El apagón y las cosas que suceden 

Hands writing on old typewriter over wooden table background

Desde El Portal

 

Marcela Prado Revuelta

 

Primero los nortazos y las bajas temperaturas, que nos obligan a sacar chamarras, suéteres, bufandas, guantes y otras cosas que huelen a naftalina, porque están guardadas en el fondo del ropero.

Luego, nos avisan en los medios de las heladas en Texas y los amigos del norte de la república se están congelando con las heladas y las nevadas, por un apagón que impactó a millones de mexicanos.

Al ratito, a una le da como miedo de los apagones y me pasé la tarde sacando las velas de colores que sólo utilizo en Navidad, chequé las pilas de mis lámparas, cargué los dos teléfonos y me arrepentí de no haber comprado, de oferta, aquella pila extra para los celulares. Lo único que me niego a encender es el Cirio Pascual que conservo desde el día en que mi Madre caminó el camino. Ese si que no.

Hasta allí iba más o menos confiada en que superaría los apagones… hasta que nos avisaron que cortarían el agua, aquí por la casa de usted y otros muchos lugares, “por mantenimiento”… A llenar tambos, cubetas, tinas y cuanto bicho había a la mano. Pero me quedé pensando que no era “por mantenimiento”, sino “por falta de mantenimiento”, carajo, porque el servicio de agua potable, en todo el estado está para llorar, pero no llore mucho, porque no podrá lavar los pañuelitos.

Ya para entonces, además de asustada, estaba hecha una furia. Me desquité sacando mis viejos libros de la prepa y repasando los de Ciencias:

“La electricidad es una energía secundaria, que se genera mediante un proceso de transformación, basado en recursos renovables, como la energía solar fotovoltáica y térmica, la hidráulica, la eólica, la biomasa o mareomotriz y otras más”. No entendí nada en la Prepa y tampoco entendí nada en este momento.

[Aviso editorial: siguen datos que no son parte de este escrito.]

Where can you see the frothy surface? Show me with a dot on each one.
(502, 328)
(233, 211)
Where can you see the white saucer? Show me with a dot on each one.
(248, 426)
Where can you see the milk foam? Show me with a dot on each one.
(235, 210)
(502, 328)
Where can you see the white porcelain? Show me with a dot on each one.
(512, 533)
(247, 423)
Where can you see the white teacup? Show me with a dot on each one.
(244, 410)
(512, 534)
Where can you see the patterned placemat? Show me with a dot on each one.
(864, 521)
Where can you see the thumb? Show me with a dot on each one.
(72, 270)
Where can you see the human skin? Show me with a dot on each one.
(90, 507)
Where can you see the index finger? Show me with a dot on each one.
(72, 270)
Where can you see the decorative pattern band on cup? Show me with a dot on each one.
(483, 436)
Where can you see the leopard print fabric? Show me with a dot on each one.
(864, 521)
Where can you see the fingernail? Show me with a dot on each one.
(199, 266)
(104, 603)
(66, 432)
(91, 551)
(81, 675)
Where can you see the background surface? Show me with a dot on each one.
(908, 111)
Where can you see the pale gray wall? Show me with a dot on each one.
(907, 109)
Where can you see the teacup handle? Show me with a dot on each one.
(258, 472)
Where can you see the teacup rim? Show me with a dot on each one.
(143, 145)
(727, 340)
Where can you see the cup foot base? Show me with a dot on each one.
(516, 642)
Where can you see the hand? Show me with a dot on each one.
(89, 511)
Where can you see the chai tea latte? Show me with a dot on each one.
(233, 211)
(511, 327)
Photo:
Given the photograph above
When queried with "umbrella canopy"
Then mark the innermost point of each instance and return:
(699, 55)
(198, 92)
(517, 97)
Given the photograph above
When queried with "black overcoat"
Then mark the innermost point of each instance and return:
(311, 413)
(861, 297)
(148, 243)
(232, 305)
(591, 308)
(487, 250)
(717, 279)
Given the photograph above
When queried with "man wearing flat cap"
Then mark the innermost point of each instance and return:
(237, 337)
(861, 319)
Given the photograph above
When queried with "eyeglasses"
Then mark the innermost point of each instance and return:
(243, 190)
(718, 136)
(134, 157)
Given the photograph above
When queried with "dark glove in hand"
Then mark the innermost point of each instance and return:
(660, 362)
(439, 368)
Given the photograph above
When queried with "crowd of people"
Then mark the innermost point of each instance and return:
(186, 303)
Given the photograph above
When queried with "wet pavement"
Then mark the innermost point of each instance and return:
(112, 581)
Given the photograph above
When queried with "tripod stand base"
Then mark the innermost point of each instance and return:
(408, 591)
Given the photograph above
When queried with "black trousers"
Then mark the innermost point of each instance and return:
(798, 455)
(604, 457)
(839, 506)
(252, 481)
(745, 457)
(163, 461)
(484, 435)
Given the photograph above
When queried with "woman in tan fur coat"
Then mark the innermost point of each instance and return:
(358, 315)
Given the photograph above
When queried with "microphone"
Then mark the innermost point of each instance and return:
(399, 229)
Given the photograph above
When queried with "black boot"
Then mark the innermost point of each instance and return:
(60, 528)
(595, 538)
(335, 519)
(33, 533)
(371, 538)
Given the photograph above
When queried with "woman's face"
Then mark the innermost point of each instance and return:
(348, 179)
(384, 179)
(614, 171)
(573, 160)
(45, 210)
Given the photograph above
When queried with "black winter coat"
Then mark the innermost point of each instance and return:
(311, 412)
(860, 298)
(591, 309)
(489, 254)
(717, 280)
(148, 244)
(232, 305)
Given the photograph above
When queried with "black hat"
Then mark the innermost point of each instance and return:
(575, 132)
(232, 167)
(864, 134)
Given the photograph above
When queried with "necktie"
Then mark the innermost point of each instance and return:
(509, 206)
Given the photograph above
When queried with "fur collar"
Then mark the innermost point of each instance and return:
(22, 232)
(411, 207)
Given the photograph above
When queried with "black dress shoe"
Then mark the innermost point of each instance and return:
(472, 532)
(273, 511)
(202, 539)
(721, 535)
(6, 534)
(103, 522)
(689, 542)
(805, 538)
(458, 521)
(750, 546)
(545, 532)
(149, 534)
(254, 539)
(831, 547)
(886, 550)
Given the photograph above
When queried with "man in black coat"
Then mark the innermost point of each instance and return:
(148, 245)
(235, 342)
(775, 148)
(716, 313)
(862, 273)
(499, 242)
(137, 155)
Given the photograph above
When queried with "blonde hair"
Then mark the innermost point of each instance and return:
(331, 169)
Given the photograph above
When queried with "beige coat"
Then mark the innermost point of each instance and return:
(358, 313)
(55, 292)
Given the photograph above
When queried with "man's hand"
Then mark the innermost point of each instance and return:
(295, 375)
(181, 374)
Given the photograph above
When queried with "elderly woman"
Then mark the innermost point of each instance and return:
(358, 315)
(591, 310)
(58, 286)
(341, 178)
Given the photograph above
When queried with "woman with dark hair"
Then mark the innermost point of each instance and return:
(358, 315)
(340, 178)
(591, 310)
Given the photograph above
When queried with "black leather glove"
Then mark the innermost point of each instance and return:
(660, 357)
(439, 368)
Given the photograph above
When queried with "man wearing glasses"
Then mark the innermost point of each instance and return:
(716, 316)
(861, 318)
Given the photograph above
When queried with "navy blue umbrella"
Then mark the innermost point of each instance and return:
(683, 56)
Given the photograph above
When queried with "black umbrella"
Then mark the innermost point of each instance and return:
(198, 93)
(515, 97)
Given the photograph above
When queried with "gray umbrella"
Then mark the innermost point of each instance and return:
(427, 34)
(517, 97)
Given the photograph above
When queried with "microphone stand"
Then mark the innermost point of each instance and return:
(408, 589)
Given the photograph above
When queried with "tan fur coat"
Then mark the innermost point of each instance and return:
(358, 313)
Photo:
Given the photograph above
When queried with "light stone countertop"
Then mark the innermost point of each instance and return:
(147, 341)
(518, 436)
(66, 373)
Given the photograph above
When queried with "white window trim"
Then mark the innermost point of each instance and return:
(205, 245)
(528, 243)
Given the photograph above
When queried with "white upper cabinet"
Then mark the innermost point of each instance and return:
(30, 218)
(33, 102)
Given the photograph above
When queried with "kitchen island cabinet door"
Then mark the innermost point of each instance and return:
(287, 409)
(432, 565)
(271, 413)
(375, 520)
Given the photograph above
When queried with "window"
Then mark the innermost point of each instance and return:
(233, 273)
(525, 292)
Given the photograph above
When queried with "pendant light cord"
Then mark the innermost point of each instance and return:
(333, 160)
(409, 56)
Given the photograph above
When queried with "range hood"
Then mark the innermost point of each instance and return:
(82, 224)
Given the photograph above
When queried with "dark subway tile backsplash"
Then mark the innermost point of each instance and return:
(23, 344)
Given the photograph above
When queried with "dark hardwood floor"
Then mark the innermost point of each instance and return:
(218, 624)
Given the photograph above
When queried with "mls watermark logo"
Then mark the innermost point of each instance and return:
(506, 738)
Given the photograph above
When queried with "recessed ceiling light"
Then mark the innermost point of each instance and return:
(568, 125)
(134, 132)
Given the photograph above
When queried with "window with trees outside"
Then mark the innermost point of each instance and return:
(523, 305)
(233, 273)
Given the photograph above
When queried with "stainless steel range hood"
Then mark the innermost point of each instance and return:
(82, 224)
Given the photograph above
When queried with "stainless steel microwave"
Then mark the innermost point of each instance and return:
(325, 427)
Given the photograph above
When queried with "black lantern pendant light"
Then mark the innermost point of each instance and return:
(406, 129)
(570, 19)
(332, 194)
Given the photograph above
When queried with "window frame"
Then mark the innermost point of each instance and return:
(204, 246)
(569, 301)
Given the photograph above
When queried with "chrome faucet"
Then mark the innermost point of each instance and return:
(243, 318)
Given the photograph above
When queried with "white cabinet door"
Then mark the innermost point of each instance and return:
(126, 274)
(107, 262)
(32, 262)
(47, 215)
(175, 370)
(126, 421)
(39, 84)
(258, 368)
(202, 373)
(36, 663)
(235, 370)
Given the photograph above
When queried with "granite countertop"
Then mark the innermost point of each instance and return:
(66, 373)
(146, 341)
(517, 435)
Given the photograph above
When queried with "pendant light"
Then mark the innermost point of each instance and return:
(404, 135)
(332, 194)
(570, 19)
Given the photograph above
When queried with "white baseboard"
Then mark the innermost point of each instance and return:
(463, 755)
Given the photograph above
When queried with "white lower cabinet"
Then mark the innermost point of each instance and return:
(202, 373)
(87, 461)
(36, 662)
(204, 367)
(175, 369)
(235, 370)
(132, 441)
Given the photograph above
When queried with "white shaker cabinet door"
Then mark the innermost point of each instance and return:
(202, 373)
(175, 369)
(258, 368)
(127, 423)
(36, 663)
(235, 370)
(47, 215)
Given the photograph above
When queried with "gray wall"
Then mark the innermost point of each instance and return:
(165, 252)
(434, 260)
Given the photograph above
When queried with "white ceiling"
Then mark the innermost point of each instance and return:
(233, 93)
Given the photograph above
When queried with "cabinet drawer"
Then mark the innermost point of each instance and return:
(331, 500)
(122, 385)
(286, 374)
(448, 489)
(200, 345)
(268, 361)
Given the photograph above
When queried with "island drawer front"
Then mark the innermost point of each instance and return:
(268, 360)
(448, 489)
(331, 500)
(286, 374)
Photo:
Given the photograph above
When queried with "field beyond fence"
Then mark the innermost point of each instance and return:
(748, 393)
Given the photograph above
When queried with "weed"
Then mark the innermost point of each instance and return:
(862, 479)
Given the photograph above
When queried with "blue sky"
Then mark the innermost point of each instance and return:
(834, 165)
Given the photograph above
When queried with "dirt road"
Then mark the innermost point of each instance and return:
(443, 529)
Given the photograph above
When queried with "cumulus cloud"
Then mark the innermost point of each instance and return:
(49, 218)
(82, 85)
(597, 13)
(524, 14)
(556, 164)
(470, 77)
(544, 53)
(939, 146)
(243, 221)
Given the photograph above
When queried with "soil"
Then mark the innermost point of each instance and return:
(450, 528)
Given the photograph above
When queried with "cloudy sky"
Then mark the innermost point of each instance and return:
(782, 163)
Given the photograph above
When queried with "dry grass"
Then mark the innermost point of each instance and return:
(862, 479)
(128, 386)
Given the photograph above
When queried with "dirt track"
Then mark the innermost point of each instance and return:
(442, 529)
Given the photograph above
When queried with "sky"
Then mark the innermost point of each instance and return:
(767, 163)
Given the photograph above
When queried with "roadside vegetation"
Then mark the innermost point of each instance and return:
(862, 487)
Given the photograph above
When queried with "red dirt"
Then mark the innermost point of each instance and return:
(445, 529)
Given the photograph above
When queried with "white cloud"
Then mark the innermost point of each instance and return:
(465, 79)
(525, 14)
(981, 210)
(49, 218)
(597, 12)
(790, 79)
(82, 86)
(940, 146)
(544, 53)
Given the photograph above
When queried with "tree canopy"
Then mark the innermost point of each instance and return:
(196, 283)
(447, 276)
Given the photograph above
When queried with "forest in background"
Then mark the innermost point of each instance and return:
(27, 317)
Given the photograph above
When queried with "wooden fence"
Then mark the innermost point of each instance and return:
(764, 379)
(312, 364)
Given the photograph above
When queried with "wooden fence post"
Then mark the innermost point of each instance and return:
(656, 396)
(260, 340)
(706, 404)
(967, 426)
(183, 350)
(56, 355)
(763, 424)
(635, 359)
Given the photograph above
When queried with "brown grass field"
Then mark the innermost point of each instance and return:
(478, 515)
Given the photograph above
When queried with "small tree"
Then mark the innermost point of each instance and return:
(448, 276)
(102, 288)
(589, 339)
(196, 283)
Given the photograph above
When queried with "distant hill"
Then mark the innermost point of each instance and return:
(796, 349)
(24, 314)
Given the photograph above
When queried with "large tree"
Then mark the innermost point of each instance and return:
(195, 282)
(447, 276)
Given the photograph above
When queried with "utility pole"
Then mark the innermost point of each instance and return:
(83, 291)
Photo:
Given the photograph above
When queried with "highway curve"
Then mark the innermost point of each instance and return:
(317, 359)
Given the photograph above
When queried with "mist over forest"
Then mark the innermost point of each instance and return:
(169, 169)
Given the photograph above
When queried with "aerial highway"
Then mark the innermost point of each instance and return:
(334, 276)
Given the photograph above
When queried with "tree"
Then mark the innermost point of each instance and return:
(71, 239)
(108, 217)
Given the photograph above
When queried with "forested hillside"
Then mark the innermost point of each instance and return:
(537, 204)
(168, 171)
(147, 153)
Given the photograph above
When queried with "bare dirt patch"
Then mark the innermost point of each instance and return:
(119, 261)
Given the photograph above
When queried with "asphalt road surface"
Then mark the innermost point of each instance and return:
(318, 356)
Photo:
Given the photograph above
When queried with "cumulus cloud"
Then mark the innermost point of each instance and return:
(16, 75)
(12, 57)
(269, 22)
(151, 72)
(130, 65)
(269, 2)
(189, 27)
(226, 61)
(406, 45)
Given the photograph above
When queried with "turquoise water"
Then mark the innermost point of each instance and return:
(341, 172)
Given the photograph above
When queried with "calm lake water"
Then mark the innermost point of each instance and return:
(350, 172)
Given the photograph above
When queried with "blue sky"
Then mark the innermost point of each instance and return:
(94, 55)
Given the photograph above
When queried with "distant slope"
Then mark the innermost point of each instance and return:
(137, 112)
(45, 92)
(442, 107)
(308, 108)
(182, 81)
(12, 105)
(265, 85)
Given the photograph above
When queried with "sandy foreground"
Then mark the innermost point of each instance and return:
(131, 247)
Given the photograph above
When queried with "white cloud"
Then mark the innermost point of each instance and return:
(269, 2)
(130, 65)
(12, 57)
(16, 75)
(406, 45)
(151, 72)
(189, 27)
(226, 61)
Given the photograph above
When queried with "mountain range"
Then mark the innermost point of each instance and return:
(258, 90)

Lo peor fue cuando seguí leyendo y descubrí que “la electricidad también se genera por recursos no renovables, (limitados, contaminantes y prehistóricos), como el carbón, el petróleo y el gas”.

Más furiosa me puse, porque recordé que en “el principicio del precipicio” en que estamos, se vendió el gas de reserva y nos quedamos en la maldita calle: los apagones podrían haberse evitado si no se hubiera vendido aquel gas “que sobraba”, comprado por los neoliberales, carajo!

En este momento, México está comprando gas a un altísimo costo y salen las fotos de los barquitos que los transportan hacia el puerto de Veracruz y otros puertos, y se me atora una como “furia hacendaria”, cuando pienso en la forma en que están tirando mis impuestos y los de usted, de los mexicanos de bien que trabajamos, generamos trabajo y pagamos los impuestos para pagar los excesos de los “impuestitos”…

Allí comencé, pero ya botada de risa para no llorar, a ponerme eólica, eufórica y biomotriz, (energía animal), y me puse a revisar si los hijos y nietos me habían dejado algo de leña de los asados de la temporada y a limpiar el asador del jardín, por si las moscas y recordar mis clases de “girl scout”, donde nos enseñaban a generar fuego con dos maderitas o con una lente para reflejar el sol. Hasta ahí llegué, de la angustia energética que me atenazó 72 horas…

Y es claro que, durante el apagón, la amenaza de otros apagones y la falta de agua potable, dejamos de darnos cuenta de que a los ancianos que llegaban a vacunarse les fotografiaban el INE y les tomaban fotos a ellos, los “sirvientes de la Nación”, y les repartían unos papelitos que dicen “Morena de vacuna”…

Y con los apagones, dejamos de fijarnos en que el psicópata que tenemos de Ejecutivo defiende “a copa y espalda” a sus candidatos favoritos: acosadores sexuales, violadores, encueratrices, actricitas, reinas de belleza, cómicos, personajes indiciados por diversos delitos y otras maravillas de la fauna mexicana.

Si: las cosas que suceden con el apagón no es quedarse sin energía eléctrica: es distraernos para que, quizá, no nos demos cuenta de lo que están haciendo con nuestro País.

Pero los mexicanos, digo, repito, los mexicanos de bien, no somos tan tontos.